P.S. Hopefully I haven't disclosed anything I shouldn't have lol


----------



## Spazbarista (Dec 6, 2011)

Well, there seem to be roasteries springing up all over the place which suggests it isn't a bad way to make money.

I think the big factor for us, and this will stretch across all 'luxury' goods, is when our money ceases to be worth much compared to the Yuan, the Rupee, and the Real, and those populations develop their taste for quality coffee.


----------



## MikeHag (Mar 13, 2011)

Exactly what I was thinking, expo. Japan already buys up a lot of the great auction coffees. Brazil now consumes more than it exports. I said it a few months ago... Direct trade relationships seem a very good idea to me. Only problem is that small roasters may not have the volumes or cashflow to support it.
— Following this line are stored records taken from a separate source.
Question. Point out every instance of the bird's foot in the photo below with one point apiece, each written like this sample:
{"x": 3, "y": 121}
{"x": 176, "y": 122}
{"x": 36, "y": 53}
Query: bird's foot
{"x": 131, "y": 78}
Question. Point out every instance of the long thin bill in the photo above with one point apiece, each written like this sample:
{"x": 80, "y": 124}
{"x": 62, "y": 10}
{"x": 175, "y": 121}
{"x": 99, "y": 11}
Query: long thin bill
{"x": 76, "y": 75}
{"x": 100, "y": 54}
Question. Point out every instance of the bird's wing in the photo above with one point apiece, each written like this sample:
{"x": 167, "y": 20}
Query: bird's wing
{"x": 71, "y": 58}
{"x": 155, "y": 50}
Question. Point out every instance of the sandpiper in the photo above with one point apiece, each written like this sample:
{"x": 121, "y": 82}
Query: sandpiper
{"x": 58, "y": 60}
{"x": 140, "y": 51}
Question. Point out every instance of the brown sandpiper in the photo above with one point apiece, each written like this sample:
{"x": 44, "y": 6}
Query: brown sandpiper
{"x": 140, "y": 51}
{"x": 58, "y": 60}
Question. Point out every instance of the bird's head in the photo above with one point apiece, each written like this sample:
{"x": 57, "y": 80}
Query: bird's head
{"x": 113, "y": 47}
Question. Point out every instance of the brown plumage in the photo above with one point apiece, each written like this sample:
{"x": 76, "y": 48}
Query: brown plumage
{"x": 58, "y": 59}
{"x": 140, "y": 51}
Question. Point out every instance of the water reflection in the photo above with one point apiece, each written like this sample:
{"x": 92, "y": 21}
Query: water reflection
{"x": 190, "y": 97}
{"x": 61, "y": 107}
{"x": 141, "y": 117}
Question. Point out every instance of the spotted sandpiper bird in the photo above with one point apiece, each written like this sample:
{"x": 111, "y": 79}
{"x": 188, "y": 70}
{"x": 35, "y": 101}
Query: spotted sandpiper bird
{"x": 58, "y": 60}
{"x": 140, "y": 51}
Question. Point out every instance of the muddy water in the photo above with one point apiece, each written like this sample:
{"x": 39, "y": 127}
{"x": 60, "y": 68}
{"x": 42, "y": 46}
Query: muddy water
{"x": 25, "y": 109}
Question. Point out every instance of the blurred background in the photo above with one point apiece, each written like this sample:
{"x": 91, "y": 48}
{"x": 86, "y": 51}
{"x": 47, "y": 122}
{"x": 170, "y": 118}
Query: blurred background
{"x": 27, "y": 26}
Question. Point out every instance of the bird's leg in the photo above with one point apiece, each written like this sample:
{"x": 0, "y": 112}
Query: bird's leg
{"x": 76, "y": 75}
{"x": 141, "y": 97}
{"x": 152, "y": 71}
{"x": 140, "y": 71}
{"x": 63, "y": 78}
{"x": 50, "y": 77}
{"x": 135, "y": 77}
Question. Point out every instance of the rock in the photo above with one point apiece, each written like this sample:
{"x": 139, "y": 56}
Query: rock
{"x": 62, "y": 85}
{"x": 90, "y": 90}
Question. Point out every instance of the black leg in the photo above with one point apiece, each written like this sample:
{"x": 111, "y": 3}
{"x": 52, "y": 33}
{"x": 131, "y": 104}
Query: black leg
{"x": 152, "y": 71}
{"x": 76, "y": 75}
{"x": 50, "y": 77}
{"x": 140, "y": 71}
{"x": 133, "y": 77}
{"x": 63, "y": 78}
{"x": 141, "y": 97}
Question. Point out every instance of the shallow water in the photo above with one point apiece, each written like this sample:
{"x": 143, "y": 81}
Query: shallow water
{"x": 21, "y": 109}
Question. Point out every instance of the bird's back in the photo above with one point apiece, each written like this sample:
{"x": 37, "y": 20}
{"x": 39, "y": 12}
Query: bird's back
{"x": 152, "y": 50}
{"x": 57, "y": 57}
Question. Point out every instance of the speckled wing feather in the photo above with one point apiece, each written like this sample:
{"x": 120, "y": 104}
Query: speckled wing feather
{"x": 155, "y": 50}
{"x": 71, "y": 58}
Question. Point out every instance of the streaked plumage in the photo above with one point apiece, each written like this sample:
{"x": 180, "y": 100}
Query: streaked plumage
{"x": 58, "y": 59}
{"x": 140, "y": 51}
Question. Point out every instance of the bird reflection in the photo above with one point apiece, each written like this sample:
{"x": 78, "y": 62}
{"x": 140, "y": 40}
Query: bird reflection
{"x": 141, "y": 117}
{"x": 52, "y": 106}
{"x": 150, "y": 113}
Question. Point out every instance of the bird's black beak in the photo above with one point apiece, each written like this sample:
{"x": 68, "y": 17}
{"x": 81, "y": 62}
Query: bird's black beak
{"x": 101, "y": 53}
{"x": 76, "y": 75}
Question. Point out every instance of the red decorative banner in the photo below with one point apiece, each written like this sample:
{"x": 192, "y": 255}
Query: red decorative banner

The other thing is, lots of micro roasters seem to buy beans (from importers) for perhaps £6 a kg and they are sometimes quite unremarkable beans.


----------



## sicknote (Sep 5, 2011)

I fly to Ethiopia later in the month and will try to post the prices paid to small growers.


----------



## MikeHag (Mar 13, 2011)

Would be good to know as a start. Still doesn't tell us the roaster's total landed cost and other overheads, and each roasters apportioned costs will differ, but it's perhaps somewhere close to say that an average roaster may make 50% gross profit, which might be reduced to 15-20% net profit after overheads. For a low volume business that would make it tough going.

Have fun in Ethiopia. Holiday?


----------



## Stevenp6 (May 17, 2011)

Coffee prices are high, but the cost to the supplier is still very low compared to the selling price. Coffee has one of the highest mark-ups of all goods (apart from software).


----------



## wastedhours (Jan 2, 2012)

But then the roaster I was looking at is best part of £20k (you can get cheaper ones in the same category, but you'd still need an afterburner/emissions capturer if you're near other businesses, weighing equipment, lab equipment). Then about £20kpa excluding rates for the lease on appropriate premises, then bills etc. That's a lot of £2-£3 profit-per-bags to break even...


----------



## MikeHag (Mar 13, 2011)

Stevenp6 said:


> Coffee prices are high, but the cost to the supplier is still very low compared to the selling price. Coffee has one of the highest mark-ups of all goods (apart from software).


Can you help me understand your comment a bit more please? Whose mark-up are you meaning? The supplier (eg roaster) when selling to coffeeshops, or the coffeeshops when selling to consumers?

Coffee mark-ups/margins are often thrown around in misleading ways. People say "there's 85% profit margin on coffee". 85% of £2 is £1.70. Take off your cost of milk if it's a latte... £1.50. WOW people say. Massive. Ok. What else that day?

- rent: £100 (per day)

- rates £40

- wages £100 (two staff)

- electricity £10

Total: £250

Ok so £250 / £1.50 means you have to sell 166 coffees BEFORE MAKING A PENNY OF PROFIT! And that's not even considering costs for equipment depreciation, banking costs, insurance, accountancy etc etc

Sorry, but the REAL profit on coffee is low. Mark-up means nothing on its own.


----------



## sicknote (Sep 5, 2011)

MikeHag said:


> Have fun in Ethiopia. Holiday?


Part holiday, part business.......meeting lawyers to finalise land purchase in Addis Ababa. Then looking for additional land and more importantly a small coffee farm or a parcel of land that would be suitable for growing coffee.


----------



## RolandG (Jul 25, 2010)

wow - exciting! What are your thoughts on the ECX? Does it put you off?


----------



## sicknote (Sep 5, 2011)

The last time I was in Ethiopia a lot of the smaller farmers had no access to the current trading data so were still in the hands of traders.

Our aim is to set up a travel/tour business rather than make money from coffee production. We will have accommodation built in various locations that will be used by clients. There is decent money to be made in Africa.


----------